Online gambling companies have become a big part of Antigua and Barbuda's economy, and the loss of the U.S. gambling market has hurt it significantly - to the tune of $3.4 billion.

"The $3.4 billion is just what we're entitled to by virtue of them not having complied with the decision," said Mark Mendel, Antigua and Barbuda's attorney at the WTO, in the Antigua Sun.

He explained that it was just the beginning of the nation's claim, and that it has yet to file a claim to address the issue of the United States' decision to withdraw from the WTO's General Agreement on Trade in Services (GATS) in order to maintain its online gambling ban.

Mendel indicated that claim would be equal to or greater than their initial compensation claim, bringing the total amount sought to approximately $7 billion.

Friday's hearing, however, is just about the initial $3.4 billion claim, which Mendel has maintained is completely defensible.

"It's a massive number but, after talking to the economists and going through everything, it is a very realistic number," Mendel said in the Antigua Sun.

While the figure is several times Antigua and Barbuda's GDP, the online gambling industry has created massive wealth for Antigua and Barbuda and its online gambling companies, wealth Mendel said has been almost destroyed by the actions of the United States.

Mendel has also met with ambassadors from the Office of the United States Trade Representative to discuss resolving issues between the two nations, particularly that of the U.S.'s GATS pullout.

"We've asked them to give us some proposals as to how they could solve things with us, and they have yet to really give us any firm proposal," Mendel said in the Antigua Sun. "I think the reason that they did (call the meetings) was just so that they could say they did so."

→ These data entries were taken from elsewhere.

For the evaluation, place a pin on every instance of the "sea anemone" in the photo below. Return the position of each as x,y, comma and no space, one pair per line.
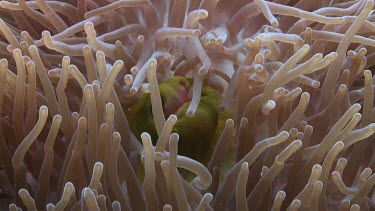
200,104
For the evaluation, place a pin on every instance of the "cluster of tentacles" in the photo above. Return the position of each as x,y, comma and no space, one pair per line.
294,76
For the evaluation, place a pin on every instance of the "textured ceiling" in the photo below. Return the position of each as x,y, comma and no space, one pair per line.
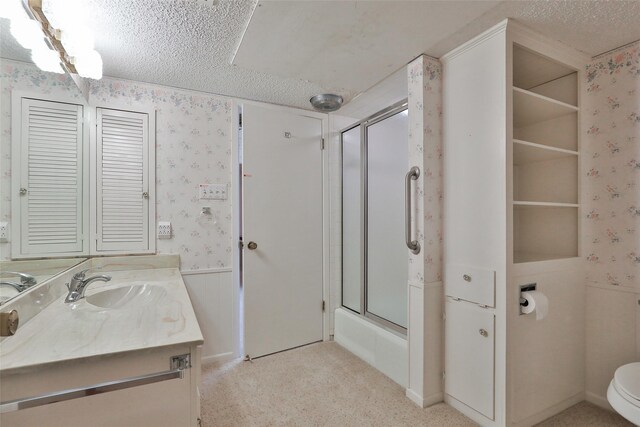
352,44
183,44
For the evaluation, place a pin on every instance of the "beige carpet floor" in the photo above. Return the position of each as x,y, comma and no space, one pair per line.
324,385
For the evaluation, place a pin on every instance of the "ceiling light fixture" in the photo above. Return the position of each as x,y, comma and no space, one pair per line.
67,43
326,102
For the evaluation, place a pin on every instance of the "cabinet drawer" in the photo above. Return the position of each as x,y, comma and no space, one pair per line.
469,355
470,284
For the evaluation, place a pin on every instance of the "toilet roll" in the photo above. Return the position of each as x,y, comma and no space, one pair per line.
538,302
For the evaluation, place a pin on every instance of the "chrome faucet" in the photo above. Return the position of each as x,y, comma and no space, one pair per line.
17,286
78,285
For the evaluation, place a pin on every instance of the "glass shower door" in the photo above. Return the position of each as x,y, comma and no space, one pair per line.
374,254
351,220
387,160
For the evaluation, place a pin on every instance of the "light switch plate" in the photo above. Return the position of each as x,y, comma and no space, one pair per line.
164,230
213,191
4,231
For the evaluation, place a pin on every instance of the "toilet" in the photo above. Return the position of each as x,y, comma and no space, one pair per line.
624,392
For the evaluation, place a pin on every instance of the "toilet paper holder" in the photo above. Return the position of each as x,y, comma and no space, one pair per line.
525,288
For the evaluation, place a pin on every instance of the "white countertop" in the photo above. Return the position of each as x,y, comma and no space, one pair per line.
62,331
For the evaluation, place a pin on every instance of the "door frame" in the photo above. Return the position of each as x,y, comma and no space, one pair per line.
236,106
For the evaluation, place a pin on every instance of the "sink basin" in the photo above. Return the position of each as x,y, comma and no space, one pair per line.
124,295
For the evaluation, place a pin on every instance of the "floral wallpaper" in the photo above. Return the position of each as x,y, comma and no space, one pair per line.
611,165
193,146
425,151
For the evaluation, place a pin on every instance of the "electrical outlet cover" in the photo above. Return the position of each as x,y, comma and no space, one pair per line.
4,231
164,230
212,191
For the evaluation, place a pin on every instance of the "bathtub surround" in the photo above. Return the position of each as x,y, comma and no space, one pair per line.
611,215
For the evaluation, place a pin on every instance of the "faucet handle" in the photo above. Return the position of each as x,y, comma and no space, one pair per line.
81,274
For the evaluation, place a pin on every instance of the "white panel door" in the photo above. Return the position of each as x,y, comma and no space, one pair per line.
282,215
123,194
51,178
470,338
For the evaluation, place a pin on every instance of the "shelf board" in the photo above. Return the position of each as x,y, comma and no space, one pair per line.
530,152
530,108
531,69
520,203
523,257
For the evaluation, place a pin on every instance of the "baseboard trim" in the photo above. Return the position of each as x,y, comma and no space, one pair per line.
550,411
426,401
218,358
598,400
206,271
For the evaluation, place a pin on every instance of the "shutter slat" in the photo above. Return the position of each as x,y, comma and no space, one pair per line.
52,136
123,221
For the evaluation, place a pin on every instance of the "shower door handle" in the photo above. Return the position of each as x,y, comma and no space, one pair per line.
412,175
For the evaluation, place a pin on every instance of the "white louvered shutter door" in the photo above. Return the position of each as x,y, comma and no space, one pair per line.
122,181
51,178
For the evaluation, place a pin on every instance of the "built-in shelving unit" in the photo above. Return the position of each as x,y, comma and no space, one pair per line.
545,158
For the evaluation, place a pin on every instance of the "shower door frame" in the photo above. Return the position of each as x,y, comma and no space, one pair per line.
364,124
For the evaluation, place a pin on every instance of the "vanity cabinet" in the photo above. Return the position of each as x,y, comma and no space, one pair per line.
83,179
511,117
168,403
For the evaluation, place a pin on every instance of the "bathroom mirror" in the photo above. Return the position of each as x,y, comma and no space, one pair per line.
19,276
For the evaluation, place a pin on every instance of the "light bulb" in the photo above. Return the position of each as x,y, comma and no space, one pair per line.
27,32
47,59
12,9
89,64
76,40
63,14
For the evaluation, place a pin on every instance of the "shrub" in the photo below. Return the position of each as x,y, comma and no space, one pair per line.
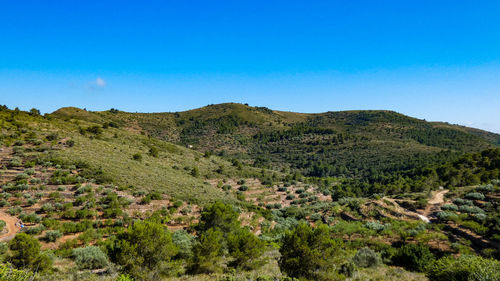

Antigua isn't the only country the United States is facing compensation claims from now that the WTO case is finalized. The European Union has filed a $15 billion claim and Australia, Costa Rica, Canada, India, Japan and Macao have announced intentions to file claims as well.

Some media sources have already gotten on board with the United States just legalizing online gambling and clearing up the whole mess. Now Newsday has voiced support for the idea as well.

In an editorial on Wednesday, Newsday said "Antigua challenged that prohibition before the World Trade Organization and won - twice. Congress should accept that reality and replace the ban with regulation designed to ensure the financial integrity of gaming in cyberspace, to screen out minors and to make sure that the United States gets its cut in taxes."

The editorial made the point that the WTO can't afford to back down against the United States. It has aggressively enforced rulings against smaller countries, and the organization would lose credibility if it allows the United States to get away with a violation.

"The integrity of the United States is also at issue. This country can't respect trade rules that benefit us and ignore those that don't without undermining valuable free trade agreements," the editorial said.